Requires-Dist: XlsxWriter; extra == "excel"
Requires-Dist: python-calamine; extra == "excel"
Requires-Dist: pyxlsb; extra == "excel"
Dynamic: license-file

# cp-based-fair-maker

## Description

This is a library for creating fair ML datasets using Constraint Programming (CP). It suggests a way to create fair
datasets by solving a constraint satisfaction problem (CSP) using CP and various fairness metrics. The library is based
on the [Google OR-Tools](https://developers.google.com/optimization) CP solver.

## Glossary

1. **Protected attribute**: An attribute/feature that divides the population into groups that we want to be fair to.
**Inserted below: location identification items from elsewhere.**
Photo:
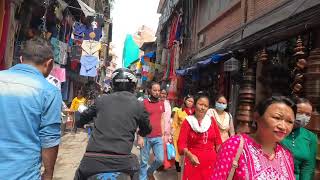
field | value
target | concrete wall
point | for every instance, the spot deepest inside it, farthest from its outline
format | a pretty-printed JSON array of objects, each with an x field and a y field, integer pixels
[{"x": 214, "y": 23}]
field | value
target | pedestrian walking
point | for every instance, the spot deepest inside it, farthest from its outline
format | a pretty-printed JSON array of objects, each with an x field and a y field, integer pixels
[
  {"x": 302, "y": 143},
  {"x": 167, "y": 128},
  {"x": 199, "y": 141},
  {"x": 78, "y": 101},
  {"x": 223, "y": 118},
  {"x": 30, "y": 109},
  {"x": 118, "y": 115},
  {"x": 187, "y": 109},
  {"x": 260, "y": 155},
  {"x": 154, "y": 140}
]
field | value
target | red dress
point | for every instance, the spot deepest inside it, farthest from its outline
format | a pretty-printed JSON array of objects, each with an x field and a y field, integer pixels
[{"x": 201, "y": 145}]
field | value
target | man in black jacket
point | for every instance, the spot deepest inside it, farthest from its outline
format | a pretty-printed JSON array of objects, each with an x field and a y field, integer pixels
[{"x": 118, "y": 116}]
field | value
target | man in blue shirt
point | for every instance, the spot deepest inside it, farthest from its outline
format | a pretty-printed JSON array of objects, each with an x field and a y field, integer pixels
[{"x": 30, "y": 109}]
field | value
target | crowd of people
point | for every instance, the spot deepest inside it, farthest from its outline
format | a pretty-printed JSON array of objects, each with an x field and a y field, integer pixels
[{"x": 206, "y": 146}]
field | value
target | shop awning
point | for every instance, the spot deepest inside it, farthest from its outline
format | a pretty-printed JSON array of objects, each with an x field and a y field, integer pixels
[
  {"x": 150, "y": 55},
  {"x": 87, "y": 10},
  {"x": 214, "y": 59}
]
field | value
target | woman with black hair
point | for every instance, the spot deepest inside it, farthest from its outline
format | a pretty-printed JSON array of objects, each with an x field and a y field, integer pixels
[
  {"x": 223, "y": 118},
  {"x": 179, "y": 116},
  {"x": 199, "y": 141},
  {"x": 260, "y": 155},
  {"x": 302, "y": 143}
]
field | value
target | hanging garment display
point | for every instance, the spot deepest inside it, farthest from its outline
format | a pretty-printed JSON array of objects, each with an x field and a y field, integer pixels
[
  {"x": 164, "y": 56},
  {"x": 79, "y": 30},
  {"x": 65, "y": 90},
  {"x": 89, "y": 65},
  {"x": 54, "y": 81},
  {"x": 59, "y": 73},
  {"x": 4, "y": 35},
  {"x": 151, "y": 71},
  {"x": 76, "y": 52},
  {"x": 56, "y": 49},
  {"x": 91, "y": 47},
  {"x": 97, "y": 31},
  {"x": 63, "y": 53},
  {"x": 172, "y": 93},
  {"x": 60, "y": 53}
]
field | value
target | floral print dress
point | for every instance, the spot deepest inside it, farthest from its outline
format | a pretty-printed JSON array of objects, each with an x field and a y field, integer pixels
[{"x": 253, "y": 162}]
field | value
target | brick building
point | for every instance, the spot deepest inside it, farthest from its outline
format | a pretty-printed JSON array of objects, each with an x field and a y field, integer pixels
[{"x": 200, "y": 40}]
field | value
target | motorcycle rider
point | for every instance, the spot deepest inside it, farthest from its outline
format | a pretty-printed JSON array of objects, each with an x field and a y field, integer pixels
[{"x": 117, "y": 117}]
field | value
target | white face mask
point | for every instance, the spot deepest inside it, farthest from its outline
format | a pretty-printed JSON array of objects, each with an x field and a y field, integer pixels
[{"x": 302, "y": 120}]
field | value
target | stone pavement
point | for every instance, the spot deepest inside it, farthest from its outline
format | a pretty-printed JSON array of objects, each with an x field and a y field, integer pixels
[{"x": 71, "y": 151}]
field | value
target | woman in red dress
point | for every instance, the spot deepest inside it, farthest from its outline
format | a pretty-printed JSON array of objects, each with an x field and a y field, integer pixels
[{"x": 199, "y": 141}]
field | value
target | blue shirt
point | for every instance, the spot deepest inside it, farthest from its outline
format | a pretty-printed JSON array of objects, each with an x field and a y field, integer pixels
[
  {"x": 30, "y": 109},
  {"x": 89, "y": 65}
]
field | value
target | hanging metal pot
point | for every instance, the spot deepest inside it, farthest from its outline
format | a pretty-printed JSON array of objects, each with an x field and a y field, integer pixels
[
  {"x": 247, "y": 91},
  {"x": 245, "y": 107},
  {"x": 247, "y": 96},
  {"x": 244, "y": 118},
  {"x": 245, "y": 113},
  {"x": 247, "y": 100}
]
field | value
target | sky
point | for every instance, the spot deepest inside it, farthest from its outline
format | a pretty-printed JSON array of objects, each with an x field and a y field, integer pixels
[{"x": 127, "y": 16}]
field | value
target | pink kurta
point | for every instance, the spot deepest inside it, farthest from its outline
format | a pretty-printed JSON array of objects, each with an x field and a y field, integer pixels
[
  {"x": 202, "y": 145},
  {"x": 253, "y": 163}
]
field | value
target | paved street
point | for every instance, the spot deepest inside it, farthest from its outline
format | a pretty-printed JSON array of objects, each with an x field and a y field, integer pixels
[{"x": 71, "y": 151}]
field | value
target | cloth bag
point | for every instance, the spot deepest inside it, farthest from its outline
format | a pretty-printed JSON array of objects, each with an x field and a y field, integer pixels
[
  {"x": 171, "y": 153},
  {"x": 167, "y": 164}
]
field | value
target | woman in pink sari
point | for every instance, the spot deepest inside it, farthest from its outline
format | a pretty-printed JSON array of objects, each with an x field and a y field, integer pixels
[{"x": 262, "y": 156}]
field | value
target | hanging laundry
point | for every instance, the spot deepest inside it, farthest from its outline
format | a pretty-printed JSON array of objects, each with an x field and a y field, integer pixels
[
  {"x": 90, "y": 47},
  {"x": 4, "y": 35},
  {"x": 63, "y": 53},
  {"x": 173, "y": 30},
  {"x": 97, "y": 31},
  {"x": 79, "y": 30},
  {"x": 65, "y": 90},
  {"x": 76, "y": 52},
  {"x": 59, "y": 73},
  {"x": 172, "y": 93},
  {"x": 56, "y": 49},
  {"x": 60, "y": 49},
  {"x": 89, "y": 65},
  {"x": 54, "y": 81}
]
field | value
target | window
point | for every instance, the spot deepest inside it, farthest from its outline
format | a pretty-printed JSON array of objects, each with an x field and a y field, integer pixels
[{"x": 210, "y": 9}]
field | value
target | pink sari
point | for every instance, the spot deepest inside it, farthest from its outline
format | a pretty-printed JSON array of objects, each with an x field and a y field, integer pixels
[
  {"x": 253, "y": 163},
  {"x": 167, "y": 130}
]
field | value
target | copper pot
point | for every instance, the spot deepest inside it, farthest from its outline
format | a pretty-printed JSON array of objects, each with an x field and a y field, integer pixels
[
  {"x": 249, "y": 78},
  {"x": 247, "y": 91},
  {"x": 312, "y": 76},
  {"x": 244, "y": 118},
  {"x": 247, "y": 96},
  {"x": 245, "y": 107},
  {"x": 247, "y": 100},
  {"x": 314, "y": 57},
  {"x": 244, "y": 128},
  {"x": 302, "y": 63},
  {"x": 244, "y": 113}
]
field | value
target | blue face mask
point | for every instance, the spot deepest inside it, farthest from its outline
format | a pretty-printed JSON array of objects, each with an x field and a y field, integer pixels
[{"x": 220, "y": 106}]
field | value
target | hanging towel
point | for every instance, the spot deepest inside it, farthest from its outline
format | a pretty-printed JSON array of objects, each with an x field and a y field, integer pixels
[
  {"x": 90, "y": 47},
  {"x": 63, "y": 53},
  {"x": 89, "y": 66},
  {"x": 59, "y": 73}
]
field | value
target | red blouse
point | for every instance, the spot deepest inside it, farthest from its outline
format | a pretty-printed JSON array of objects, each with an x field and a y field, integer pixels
[{"x": 203, "y": 146}]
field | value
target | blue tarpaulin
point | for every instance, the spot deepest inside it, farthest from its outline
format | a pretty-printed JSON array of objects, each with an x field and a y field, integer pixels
[
  {"x": 130, "y": 51},
  {"x": 211, "y": 60}
]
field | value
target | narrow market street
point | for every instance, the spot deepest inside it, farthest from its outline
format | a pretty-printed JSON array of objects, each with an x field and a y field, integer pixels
[
  {"x": 231, "y": 88},
  {"x": 71, "y": 151}
]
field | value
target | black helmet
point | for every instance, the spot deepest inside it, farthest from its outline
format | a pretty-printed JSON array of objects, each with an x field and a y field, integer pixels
[{"x": 123, "y": 80}]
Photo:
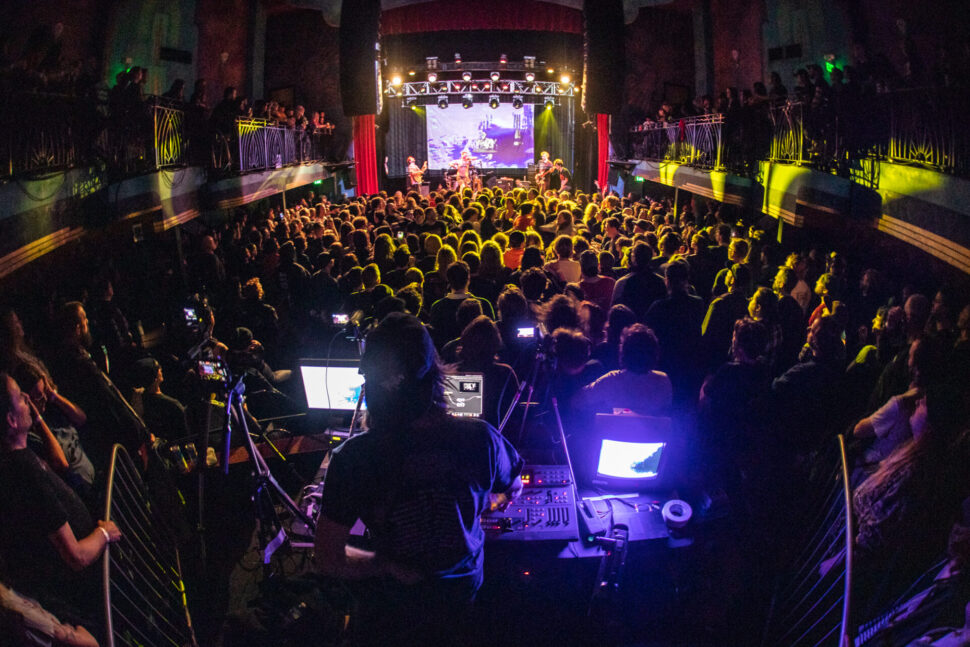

For
   example, *race* or *gender* can be protected attributes.
2. **Privileged group**: Considering a protected attribute, the groups that have historically been advantaged or have had more opportunities.
3. **Unprivileged group**: Considering a protected attribute, the groups that have historically been disadvantaged or have had fewer opportunities.
4. **Instance**: A row in the dataset.
5. **Feature**: A column in the dataset.
6. **Instance weight**: A weight assigned to each instance in the dataset. It can be seen as the number of times an instance is repeated in the dataset.
7. **Label column**: The column that represents the class labels of the instances.
7. **Score columns**: Columns that represent the confidence scores of the instances for each class label.
8. **Fairness metric**: A metric that measures the fairness of the dataset. 
9. **Fairness threshold**: A threshold value for a fairness metric. The fairness metric value is compared to this threshold to determine if the dataset is fair or not.


## Install from source

If you want to install the package from the source code, you can clone the repository and install it using pip:

```bash
pip install build setuptools wheel
python -m build
pip install dist/cp_based_fair_maker-<version>.whl
```

Here `<version>` should be replaced with the actual version number of the package.